Saio de casa pela manhã. No caminho do trabalho passo no posto para abastecer. Pago com o cartão de crédito e vou embora. Paro na sinaleira e sou filmado por uma câmera de vigilância. Mais tarde, entro em um site de compras para conferir o preço de um livro. À noite, no sofá, dou uma espiada no Instagram.
Mais um dia comum em minha vida. Totalmente documentado. Meus passos podem ser reconstituídos por pessoas e organizações que sequer conheço. A tecnologia que me acompanha registra boa parte do meu cotidiano. Não tenho mais intimidade. Carrego comigo meu celular e deixo rastros; queira eu ou não.
Impossível não lembrar “1984”, o famoso romance que retrata uma sociedade completamente controlada pelo “Grande Irmão”. Nela, casas vigiadas pela “Teletela”, uma espécie de televisor de mão dupla, permite tanto ver como ser visto. Impraticável dar um passo sem deixar registro. Presentes nas praças, nos lugares públicos, instaladas em todos os lares (até nos recantos mais íntimos), as telas proféticas de Orwell monitoravam e gravavam a vida de toda a população. Uma invasão de privacidade análoga a do Big Brother Brasil, que tanto sucesso faz.
O certo é que ninguém escapa à vigilância. Guardadas as proporções da fantasia, a obra-prima de Orwell parece um recado profético nestes dias de exposição virtual e conectividade a toda prova. Se bits e bytes nos ajudam a viver e a trabalhar, ao mesmo tempo nos roubam privacidade. Onde estamos, por onde passamos, o que consumimos, que tempo gastamos nesta ou naquela atividade. Nossas pegadas estão documentadas. Hoje, impossível se esconder.
Vivemos a era da quebra de privacidade. O avanço tecnológico que nos cerca, também nos monitora. Cookies em nossos computadores denunciam por onde passeamos virtualmente. Apontam que sites visitamos, com quem conversamos, o que gostamos e compramos.
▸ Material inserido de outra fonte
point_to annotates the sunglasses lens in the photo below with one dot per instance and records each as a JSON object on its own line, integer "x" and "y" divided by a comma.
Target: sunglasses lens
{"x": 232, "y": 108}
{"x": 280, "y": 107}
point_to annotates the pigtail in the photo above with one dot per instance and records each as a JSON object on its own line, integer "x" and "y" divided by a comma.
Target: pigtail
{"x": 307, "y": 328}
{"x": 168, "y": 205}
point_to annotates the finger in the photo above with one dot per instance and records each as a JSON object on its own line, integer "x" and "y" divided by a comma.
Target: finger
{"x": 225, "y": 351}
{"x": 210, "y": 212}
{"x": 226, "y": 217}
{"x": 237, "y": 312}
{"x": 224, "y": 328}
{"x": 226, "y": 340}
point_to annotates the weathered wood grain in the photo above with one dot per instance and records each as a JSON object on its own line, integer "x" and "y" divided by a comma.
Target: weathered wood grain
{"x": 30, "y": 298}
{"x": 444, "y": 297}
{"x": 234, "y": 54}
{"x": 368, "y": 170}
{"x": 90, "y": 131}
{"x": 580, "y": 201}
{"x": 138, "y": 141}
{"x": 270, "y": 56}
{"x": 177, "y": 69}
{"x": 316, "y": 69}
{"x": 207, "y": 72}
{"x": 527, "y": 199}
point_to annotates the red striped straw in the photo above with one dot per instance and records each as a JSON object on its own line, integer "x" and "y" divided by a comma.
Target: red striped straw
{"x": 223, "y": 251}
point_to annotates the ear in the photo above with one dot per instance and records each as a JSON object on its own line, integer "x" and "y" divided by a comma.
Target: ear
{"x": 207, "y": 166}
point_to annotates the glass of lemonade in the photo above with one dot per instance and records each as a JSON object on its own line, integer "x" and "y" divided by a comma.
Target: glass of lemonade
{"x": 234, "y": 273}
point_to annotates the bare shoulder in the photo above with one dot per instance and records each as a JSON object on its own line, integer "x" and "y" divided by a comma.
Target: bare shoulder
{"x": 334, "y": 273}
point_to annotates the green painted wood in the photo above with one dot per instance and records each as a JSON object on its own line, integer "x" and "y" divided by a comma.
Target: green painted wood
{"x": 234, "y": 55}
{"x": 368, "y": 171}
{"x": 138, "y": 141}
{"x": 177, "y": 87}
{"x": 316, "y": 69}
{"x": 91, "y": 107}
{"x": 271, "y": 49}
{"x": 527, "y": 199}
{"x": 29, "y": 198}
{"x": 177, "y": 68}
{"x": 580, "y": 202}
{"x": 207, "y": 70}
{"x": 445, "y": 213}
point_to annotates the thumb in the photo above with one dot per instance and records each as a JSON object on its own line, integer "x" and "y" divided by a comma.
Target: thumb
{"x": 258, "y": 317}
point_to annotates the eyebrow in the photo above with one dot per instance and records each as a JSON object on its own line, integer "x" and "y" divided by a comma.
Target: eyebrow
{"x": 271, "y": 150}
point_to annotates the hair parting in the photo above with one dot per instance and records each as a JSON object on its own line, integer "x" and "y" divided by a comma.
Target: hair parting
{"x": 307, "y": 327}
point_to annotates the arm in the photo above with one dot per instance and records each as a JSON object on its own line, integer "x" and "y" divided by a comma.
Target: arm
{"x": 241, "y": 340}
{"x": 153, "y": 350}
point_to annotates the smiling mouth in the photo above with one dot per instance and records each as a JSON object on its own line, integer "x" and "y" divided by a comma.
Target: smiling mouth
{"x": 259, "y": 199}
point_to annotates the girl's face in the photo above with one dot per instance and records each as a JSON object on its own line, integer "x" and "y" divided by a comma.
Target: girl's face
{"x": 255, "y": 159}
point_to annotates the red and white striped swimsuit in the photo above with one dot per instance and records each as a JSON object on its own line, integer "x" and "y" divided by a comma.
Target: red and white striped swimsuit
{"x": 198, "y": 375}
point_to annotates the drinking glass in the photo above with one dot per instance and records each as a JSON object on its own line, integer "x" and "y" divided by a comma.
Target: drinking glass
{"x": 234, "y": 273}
Câmeras nos filmam: nas ruas, nos shopping centers, nas faculdades e escolas.
As “Teletelas” de Orwell não se transformaram em realidade (felizmente). Mas o que pensar das câmeras embutidas em nossos tablets e smartphones? Das mensagens publicitárias e pop-ups que espocam em nossos computadores sem que consintamos? Da consagração das mídias sociais nos quatro cantos do mundo? Você e eu acessamos o Google e pronto: já sabem o que pesquisamos na internet. Nossa opinião. E esses dados podem ser usados para nos seduzir com anúncios e propagandas, as mais diversas. Pior: nossos dados podem ser vendidos. São moeda de troca. E não ganhamos um centavo com isso.
Informações coletadas pelas empresas e pelo governo contam nossa vida. Computadores onipresentes narram a história de seus proprietários. O marketing direto se alimenta justamente de dados a respeito dos consumidores. As empresas sabem do que gostamos. A internet virou um grande bazar de informações; um mercado persa de dados, virtual e moderno. Sistemas de busca esquadrinham quem deles se serve. A privacidade parece tender para zero. A espionagem alarga seus tentáculos.
Ficou difícil manter segredos. Nossos dados financeiros estão em poder dos bancos e das lojas. Nosso perfil psicológico pode estar circulando pela grande rede. Mas, até onde vai o limite entre o público e o privado?
Boa pergunta, para a qual não tenho resposta. No entanto, um fato me parece certo: o Grande Irmão está entre nós.